How to run a successful campaign: Fidesz strategy
An interesting video appeared today on the Internet, a twenty-minute “top secret documentary” from the infamous Pécs mayoral by-election. Why infamous? Because a year later, in April 2010, a recording emerged from a Fidesz gathering where Gábor Kubatov, the party’s legendary campaign strategist, told the select audience how they gathered detailed and accurate information on the electorate. I spent two posts on the topic. One was written on April 7, 2010 that bore the title “A bit awkward, Fidesz caught red handed” and the other a day later with the title “Further developments in the Kubatov affair.” I strongly suggest reading them again for the necessary background.
In the first post I expressed my belief that campaign laws are far too restrictive in Hungary because they forbid preparing lists of supporters. I argued that a modern campaign cannot be successful using outmoded methods. MSZP was a case in point. Here and there a candidate would stand on a street corner and distribute a few pamphlets. Otherwise the party plastered his name and face in places where campaign ads can be displayed. They also resorted to robo calls, which most people don’t listen to.

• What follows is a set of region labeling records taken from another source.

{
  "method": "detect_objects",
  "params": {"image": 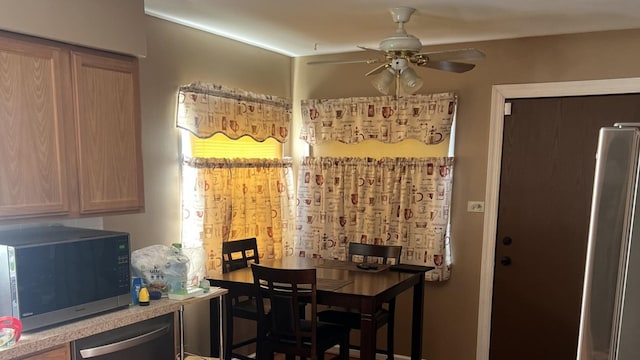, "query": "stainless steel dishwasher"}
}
[72,313,177,360]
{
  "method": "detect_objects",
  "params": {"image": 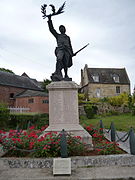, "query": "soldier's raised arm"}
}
[47,15,58,38]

We all knew that Fidesz faithfully copied the American method of campaigning, minus registration by party. In the American system the parties are fairly well informed about who their potential supporters are. After all, they have lists of who registered as Republicans, Democrats, or independents. Of course, registration by party doesn’t obligate anyone to vote for this or that party, but at least it is an indication of possible intent. Door to door campaigning is still necessary, however. And on the day of the election party activists must make sure that their supporters actually went and voted. I described in some detail how by mid-afternoon on election day the party representatives at the polling stations who know who did and who didn’t vote start calling the laggards. This is also illegal in Hungary. And it is forbidden to offer someone a ride to the polls. But fret not. As the video I’m sharing with you amply demonstrates, Fidesz managed to copy even the American practice of getting out the vote.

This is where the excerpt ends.